FINALLY, A Hollywood feature directed by someone who's performed live at the Super Bowl halftime show.
The movie is "W.E.," the director is Madonna, whose gift for marketing is obviously undiminished.
On Sunday, she's voguing in the middle of the most-watched American television program ever. On Tuesday, she's announcing her summer tour dates (Aug. 28 in Philadelphia).
Today she unveils her first feature, and boy is it . . . well-marketed. Otherwise, it's a demented, wealth-besotted, royal-slurping Cartier commercial that also functions as an airbrushed account of the relationship between Britain's King Edward VIII (James D'Arcy) and Wallis Simpson (Andrea Riseborough), the Baltimore lass for whom he gave up his throne.
You may remember the pair as bit players in "The King's Speech," a movie that sketched Edward as a fatuous playboy eager to shuck the dreary bonds of duty to drink martinis poured by a social-climbing Yankee trollop.
You may also remember some of the attendant press, which mentioned that Edward, as king, wasn't as tough on the Nazis as he might have been - after abdication, Edward shook hands with a grinning Adolf Hitler on a Third Reich honeymoon with Simpson.
"Third Reich Honeymoon" is not a title that Madonna considered. In fact, there's a lot of clumsy exposition in "W.E." inserted to explain it all away. Wallis moans that Edward's notorious Hitler handshake spawned "rumor" and "innuendo" about Nazi sympathies.
I'm shocked that media-savvy Madonna would make such a blunder. You cannot build a character on "I Am Not a Nazi Sympathizer." It's always poor salesmanship.
Certainly it gets in the way of what Madonna argues is the greatest love story of the century. Or second-greatest, next to the one between Madonna and herself.

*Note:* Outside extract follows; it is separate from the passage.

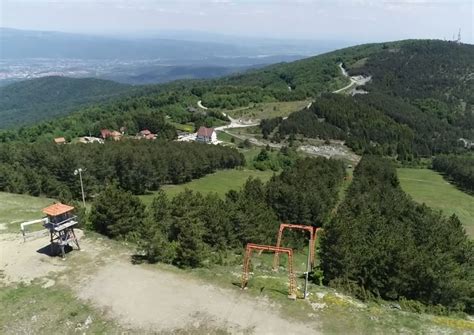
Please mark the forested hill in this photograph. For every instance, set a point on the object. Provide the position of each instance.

Her portrait of Simpson, forty-something media-magnet divorcée and hard-nosed American gal, sounds like someone else we know.

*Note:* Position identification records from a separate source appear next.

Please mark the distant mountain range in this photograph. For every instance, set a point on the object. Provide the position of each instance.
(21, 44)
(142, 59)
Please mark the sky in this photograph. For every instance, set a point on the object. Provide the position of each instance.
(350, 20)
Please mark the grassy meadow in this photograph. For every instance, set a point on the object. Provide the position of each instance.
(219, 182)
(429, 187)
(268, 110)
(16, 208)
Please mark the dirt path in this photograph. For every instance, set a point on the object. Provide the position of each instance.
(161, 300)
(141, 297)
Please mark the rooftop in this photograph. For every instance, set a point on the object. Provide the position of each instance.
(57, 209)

Edward to Simpson: "Are all American girls such good dancers?"
Later, Simpson describes herself as a woman of modest gifts who manufactured ways to capture attention: "The only thing I could do was dress better than anyone else."

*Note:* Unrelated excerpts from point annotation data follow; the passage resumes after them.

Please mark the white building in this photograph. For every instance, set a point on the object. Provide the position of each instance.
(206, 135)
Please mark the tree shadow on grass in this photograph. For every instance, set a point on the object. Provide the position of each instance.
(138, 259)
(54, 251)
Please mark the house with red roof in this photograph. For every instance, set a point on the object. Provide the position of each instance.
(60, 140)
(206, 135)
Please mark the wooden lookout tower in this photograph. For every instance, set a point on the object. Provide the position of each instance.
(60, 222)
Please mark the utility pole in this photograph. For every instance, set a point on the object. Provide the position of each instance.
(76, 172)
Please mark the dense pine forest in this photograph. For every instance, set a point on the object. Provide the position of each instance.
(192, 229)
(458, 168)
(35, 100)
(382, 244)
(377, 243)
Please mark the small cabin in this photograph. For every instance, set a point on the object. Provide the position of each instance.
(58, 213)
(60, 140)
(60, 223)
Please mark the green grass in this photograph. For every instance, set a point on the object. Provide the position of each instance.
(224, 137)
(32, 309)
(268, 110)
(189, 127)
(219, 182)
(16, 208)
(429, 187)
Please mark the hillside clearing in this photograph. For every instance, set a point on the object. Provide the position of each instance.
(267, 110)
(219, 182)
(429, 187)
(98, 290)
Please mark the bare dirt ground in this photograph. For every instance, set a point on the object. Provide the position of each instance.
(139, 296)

Spoken like a woman who wore an Egyptian headdress to the Super Bowl.
Her theme in "W.E." is that Simpson, not Edward, made the great sacrifice. She gave up her second marriage, her "freedom" and her "privacy" to marry Edward, and in doing so bravely agreed to be known as history's most notorious home-wrecker (the home being the House of Windsor).
Ah, fame. As fickle as the thrice-married Simpson herself. Through alter-ego Simpson, Madonna, with a straight face, asks us to consider the difficulties of living with flashbulbs in your face.
Forgot to mention that gorgeous Abbie Cornish stars in the movie's second narrative layer, playing a contemporary American woman in a bad marriage whose obsession with Simpson is expressed this way: What would it feel like to be loved that much?
It would feel heavy. Simpson carries more extra weight in "W.E." than Seabiscuit. Every two minutes she gets a new bauble, which Edward encloses in a note or drops in her tea cup while yachting at Cote d'Azur, France, or Portofino, Italy. Madonna, at one point, actually takes us to the Cartier workshop.
"W.E." is the kind of movie that contains product placement for Sotheby's. There are long scenes of rich people applauding each other as they bid on royal trinkets.
I applaud Madonna for trying to reinvent herself yet again, this time as a dramatic filmmaker.
But on the evidence presented here, I think she's gone gaga.